Friday, May 25
6 – 8 pm
Dr. Erik Blomberg
Includes dinner, $20 per person
(Soups, breads, salad, and dessert)
Dr. Blomberg (University of Maine in Orono) leads a research project on grouse and woodcock in eastern Maine. The most recent woodcock study involves GPS transmitters that send the location of a bird every few days, providing valuable information on fall and spring migration and wintering habitat. Several of these birds were captured at Moosehorn last fall. Working with wildlife biologists at the Department of Inland Fisheries and Wildlife, he has been leading a three-year research project involving tagged grouse.
From a historical perspective, much of what is known today about the woodcock is based on research done at Moosehorn beginning in the late 1930s. A number of radio telemetry projects here have looked at summer and fall survival, sources of predation, and habitat preferences. In the 1990s Moosehorn staff pioneered the use of GIS (Geographical Information Systems) by the US Fish and Wildlife Service. The USF&WS National Training Center still uses Moosehorn data when teaching GIS courses.

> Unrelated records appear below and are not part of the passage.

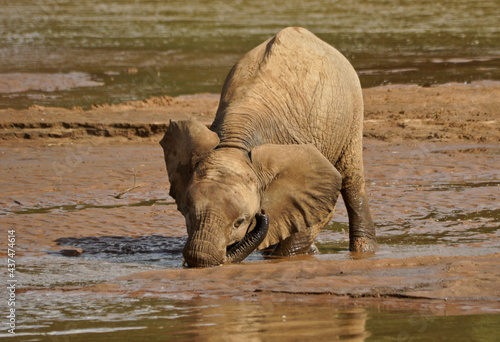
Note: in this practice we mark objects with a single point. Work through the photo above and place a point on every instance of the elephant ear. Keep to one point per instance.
(184, 144)
(301, 188)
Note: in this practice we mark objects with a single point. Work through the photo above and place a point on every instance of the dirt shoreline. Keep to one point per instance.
(74, 162)
(450, 113)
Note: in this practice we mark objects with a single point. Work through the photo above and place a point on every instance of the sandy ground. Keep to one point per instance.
(452, 112)
(65, 170)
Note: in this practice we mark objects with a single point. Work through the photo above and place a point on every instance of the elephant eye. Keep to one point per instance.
(239, 222)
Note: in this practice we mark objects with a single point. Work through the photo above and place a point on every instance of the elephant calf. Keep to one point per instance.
(285, 142)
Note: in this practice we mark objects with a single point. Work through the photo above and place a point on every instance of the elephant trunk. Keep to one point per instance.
(201, 249)
(250, 242)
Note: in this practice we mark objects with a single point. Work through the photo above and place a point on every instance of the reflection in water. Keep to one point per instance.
(196, 320)
(79, 318)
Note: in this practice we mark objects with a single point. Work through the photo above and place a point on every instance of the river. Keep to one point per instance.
(77, 53)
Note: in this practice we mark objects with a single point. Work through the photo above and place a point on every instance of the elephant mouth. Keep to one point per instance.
(240, 250)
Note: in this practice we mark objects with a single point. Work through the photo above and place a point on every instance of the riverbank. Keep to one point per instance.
(445, 113)
(86, 194)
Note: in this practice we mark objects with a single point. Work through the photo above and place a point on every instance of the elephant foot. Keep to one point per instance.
(363, 244)
(314, 249)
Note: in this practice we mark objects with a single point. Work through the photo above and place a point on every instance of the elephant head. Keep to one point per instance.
(223, 192)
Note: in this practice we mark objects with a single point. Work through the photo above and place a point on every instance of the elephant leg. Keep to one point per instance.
(302, 242)
(361, 228)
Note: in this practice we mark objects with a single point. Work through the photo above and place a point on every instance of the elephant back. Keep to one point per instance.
(292, 89)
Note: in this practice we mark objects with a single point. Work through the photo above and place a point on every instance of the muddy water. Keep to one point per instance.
(101, 319)
(75, 230)
(69, 53)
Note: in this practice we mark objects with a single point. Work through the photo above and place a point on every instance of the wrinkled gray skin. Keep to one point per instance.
(286, 140)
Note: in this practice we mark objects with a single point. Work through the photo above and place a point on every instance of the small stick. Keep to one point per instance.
(129, 189)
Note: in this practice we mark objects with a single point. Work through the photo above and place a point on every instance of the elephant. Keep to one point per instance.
(286, 141)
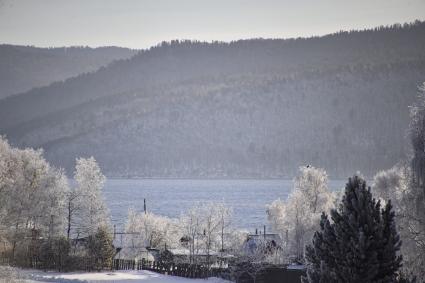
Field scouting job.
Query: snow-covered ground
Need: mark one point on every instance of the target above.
(141, 276)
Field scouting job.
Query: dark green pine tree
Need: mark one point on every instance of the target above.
(361, 243)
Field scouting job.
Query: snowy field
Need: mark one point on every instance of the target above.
(141, 276)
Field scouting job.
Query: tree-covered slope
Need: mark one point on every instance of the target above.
(25, 67)
(256, 108)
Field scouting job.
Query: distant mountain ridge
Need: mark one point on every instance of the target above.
(251, 108)
(25, 67)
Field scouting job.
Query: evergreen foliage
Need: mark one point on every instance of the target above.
(361, 243)
(101, 249)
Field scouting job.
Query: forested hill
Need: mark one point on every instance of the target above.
(250, 108)
(25, 67)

A light supper of soup and salad, breads, and dessert accompanies the presentation.
Where to start: The CCLC is located at 10 Commissary Point Road in Trescott Township, between the towns of Whiting and Lubec, in the Cobscook Bay region of Downeast Maine. Easily accessible from Route 1 in Whiting, take Route 189 toward Lubec and Campobello Island, New Brunswick. After 1.8 miles, turn left on Commissary Point Road. The CCLC is the first driveway on the left.